上昇し始めてから20秒ぐらいが経過した。だんだん速度が遅くなってきた。上から光が漏れている。
「着いたぞ。」
「…これは、すごい…。」
僕たちは大木の上に立っているらしい。見渡す限り森が続いている。空の温かみのあるグラデーションが美しい。
「早くこれを持って。」
そう言われて、剣と盾を持つ。Tシャツ、ハーフパンツ姿に剣と盾はダサいなと思う。
「では最後にこの腕時計を渡す。」
渡された腕時計は昨日から僕がつけていたものと全く同じである。
「文字の横にそれぞれ丸があるじゃろ。この丸は君が行きたいところへ導いてくれるものじゃ。さぁ、左手首につけて。そして自分が行きたい場所を強く念じなさい。」
一旦剣を置いて腕時計をつける。よし、次は行きたい場所を念じる。キルのところへ…いやいや、違うじゃないか。僕が行かなければならないのは…。強く念じていると3の横にかかれた丸が光り出した。
「よし。ではその丸の方向に向かって進みなさい。きっと行きたい場所に辿り着けるだろう。日が暮れてしまったらこの辺りは黒い煙で包まれてしまう。早くお行きなさい。
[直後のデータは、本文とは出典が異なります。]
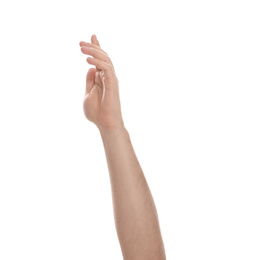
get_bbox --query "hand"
[79,35,124,130]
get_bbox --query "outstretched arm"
[80,35,166,260]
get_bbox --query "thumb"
[86,68,96,95]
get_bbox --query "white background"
[0,0,260,260]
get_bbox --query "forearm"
[100,124,166,260]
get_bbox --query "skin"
[80,35,166,260]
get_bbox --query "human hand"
[79,35,124,130]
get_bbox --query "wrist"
[97,121,127,137]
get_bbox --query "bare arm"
[80,35,166,260]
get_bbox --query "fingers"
[91,34,100,47]
[81,46,112,65]
[87,57,114,79]
[86,68,96,94]
[79,41,108,55]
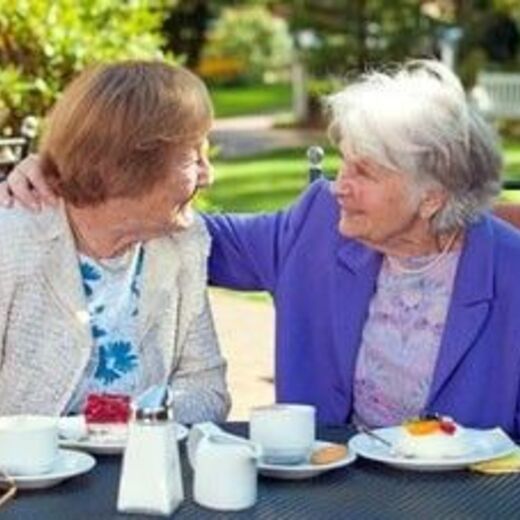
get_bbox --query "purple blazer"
[205,181,520,437]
」
「はい!ありがとうございました。あなたたちを信じて良かったです。これからもお元気で!」
丁寧にお辞儀をして、僕は3の方向に向かって一歩踏み出した。が、ちょっと待ってここは大木の上だ。僕は今、地面が他の木々で見えないぐらい高いところにいる。
「あのレグルスさん。どうやって下に降りればいいんですか?」
「下に降りる必要はない。自分の行きたい方をよーく、見てみなさい。」
そう言われて3の方を見た。何もないけど、と言って後ろを振り返る。だが、そこにレグルスの姿はなかった。
どうすりゃいいんだよ。もう16時を過ぎてるのに。怖くて他の場所に移動することもできない。頭を抱えてその場にしゃがみ込む。しゃがむと、丁度枝葉が僕の顔の辺りに来る。ん?僕は今どこに立ってるんだ。空中か?
僕の膝ぐらいまで葉が生い茂っているため、足元までは見えない。枝葉をかき分けて自分がどこに立ってるのか確認した。なんだこれ?ガラスか?手で足元を叩いてみるとコンコンと音がした。本当にガラスを叩いてるみたいだ。何も見えないけど。再び行きたい方へ視線を向けた。
「あ、何かある。」
視線の先には、光が反射して白く光る道が続いていた。もしかして、この上を歩くのか?注意深く一歩踏み出してみた。下が透けて見えるため、怖くて膝がガクガクしている。ん?よく見るとガラスのような道があるところとないところで下の景色の見え方が違っている。道があるところの方が下の景色が若干ズームされたように鮮明に見えている。これを目印にすれば落ちることはないだろう。日が暮れる前に森を抜けなくては。僕は注意しながら、ゆっくりと歩き出した。